Wouldn't a random walk without drift be equally predictable? You still have a good idea of where it should end up, it just so happens to be not much of a change.
In short yes to the first part, and no to the second.
One of the best and simplest ways to model a random walk is with the flipping of a normal coin (ignore edge cases obviously).
The second (random walk w/out drift) would only be true if there were some kind of relationship between flips. Like if getting 100 heads makes tails more likely on the next flip. This is a common mistake at the roulette wheel and why casino's display histories there.
You wouldn't know in the later case
because (with a legitimately random walk) each trial is independent.

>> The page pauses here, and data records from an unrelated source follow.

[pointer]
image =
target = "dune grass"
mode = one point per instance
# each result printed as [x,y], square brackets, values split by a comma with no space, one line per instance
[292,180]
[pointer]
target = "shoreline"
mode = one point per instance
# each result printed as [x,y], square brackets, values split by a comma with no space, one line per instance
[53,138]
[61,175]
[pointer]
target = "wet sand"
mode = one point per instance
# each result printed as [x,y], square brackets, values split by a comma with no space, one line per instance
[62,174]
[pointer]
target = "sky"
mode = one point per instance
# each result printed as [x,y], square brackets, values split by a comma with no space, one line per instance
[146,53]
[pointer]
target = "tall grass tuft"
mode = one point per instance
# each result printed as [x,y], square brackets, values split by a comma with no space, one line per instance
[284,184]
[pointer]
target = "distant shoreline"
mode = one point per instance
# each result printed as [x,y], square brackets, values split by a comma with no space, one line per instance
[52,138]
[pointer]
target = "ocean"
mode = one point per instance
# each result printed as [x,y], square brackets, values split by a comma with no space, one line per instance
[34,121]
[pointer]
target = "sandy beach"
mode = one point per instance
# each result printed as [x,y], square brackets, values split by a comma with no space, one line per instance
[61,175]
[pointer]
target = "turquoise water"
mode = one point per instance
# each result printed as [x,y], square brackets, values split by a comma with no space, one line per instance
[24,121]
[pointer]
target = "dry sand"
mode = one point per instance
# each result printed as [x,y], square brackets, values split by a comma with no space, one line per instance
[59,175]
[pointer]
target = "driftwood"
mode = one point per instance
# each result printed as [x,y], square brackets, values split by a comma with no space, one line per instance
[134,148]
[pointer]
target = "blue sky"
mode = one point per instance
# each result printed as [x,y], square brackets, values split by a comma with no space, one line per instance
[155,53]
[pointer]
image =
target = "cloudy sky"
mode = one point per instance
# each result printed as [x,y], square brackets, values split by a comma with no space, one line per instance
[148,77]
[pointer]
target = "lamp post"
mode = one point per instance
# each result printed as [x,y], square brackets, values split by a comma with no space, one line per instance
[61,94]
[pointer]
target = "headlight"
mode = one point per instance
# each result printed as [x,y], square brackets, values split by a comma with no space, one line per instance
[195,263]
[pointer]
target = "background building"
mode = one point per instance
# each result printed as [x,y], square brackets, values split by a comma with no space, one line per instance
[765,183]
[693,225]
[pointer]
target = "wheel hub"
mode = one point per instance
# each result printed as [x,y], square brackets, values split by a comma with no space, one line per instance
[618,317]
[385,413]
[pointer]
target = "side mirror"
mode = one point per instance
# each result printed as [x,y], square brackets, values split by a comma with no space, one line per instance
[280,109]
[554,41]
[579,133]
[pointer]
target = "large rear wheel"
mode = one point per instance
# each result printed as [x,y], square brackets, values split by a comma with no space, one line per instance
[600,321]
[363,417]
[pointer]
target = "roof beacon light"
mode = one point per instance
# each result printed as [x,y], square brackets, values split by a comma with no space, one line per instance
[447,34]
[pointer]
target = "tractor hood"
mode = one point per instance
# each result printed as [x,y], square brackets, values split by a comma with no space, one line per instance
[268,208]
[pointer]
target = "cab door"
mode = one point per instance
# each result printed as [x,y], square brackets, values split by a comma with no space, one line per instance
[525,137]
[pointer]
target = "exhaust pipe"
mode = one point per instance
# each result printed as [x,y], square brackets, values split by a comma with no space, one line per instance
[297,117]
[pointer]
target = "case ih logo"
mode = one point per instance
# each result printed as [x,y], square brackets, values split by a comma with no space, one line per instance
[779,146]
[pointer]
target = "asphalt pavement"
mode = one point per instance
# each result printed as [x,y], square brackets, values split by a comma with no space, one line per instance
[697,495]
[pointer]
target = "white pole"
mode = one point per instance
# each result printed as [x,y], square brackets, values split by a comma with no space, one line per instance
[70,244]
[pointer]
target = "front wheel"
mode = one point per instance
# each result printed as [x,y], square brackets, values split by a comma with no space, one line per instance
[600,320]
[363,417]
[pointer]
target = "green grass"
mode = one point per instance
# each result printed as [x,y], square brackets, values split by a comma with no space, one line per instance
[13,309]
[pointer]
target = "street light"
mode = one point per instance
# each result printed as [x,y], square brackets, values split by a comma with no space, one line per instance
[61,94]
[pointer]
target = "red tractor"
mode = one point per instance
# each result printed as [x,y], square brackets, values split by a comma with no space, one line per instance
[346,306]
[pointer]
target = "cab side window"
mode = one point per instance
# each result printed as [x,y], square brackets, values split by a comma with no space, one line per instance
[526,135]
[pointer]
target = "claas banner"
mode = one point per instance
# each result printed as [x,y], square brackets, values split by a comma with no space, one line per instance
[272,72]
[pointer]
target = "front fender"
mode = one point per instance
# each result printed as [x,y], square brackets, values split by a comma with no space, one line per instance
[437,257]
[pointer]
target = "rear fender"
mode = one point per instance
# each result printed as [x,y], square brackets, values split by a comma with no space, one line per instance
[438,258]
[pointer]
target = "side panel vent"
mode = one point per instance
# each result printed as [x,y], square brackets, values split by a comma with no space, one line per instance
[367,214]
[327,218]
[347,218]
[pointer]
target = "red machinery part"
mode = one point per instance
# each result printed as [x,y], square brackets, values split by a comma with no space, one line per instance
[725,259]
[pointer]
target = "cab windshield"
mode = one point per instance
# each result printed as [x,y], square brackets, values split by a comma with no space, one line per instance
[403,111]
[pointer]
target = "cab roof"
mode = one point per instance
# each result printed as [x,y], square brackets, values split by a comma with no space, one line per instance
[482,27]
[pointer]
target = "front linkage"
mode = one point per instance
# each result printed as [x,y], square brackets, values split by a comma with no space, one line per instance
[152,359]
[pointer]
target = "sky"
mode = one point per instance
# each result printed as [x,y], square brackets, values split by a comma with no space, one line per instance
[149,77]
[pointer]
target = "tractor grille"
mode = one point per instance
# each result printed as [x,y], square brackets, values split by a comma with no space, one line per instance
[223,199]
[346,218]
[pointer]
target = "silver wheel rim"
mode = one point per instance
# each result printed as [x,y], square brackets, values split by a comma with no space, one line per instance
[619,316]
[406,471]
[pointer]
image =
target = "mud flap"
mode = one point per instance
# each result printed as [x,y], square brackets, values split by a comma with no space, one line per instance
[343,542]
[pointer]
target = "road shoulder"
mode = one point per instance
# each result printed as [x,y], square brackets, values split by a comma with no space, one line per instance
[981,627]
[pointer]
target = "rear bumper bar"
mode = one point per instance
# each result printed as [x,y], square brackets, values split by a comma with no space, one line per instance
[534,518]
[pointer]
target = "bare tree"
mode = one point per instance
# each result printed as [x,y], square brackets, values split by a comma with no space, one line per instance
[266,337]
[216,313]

It is, interestingly enough, another point against random walks in the markets. Almost everyone with a clue talks about overbought and oversold. The idea of reversion to the mean. If markets revert to the mean (hint: they do) then the trials are not independent.
Coin flip trials do not revert to the mean. Their expected value is the mean, but if you actually flip a coin 100 times, the odds that you will get 50 heads and 50 tails is pretty low. If you do that 101st flip however, the odds that you will get heads or tails on that trial is still 50/50.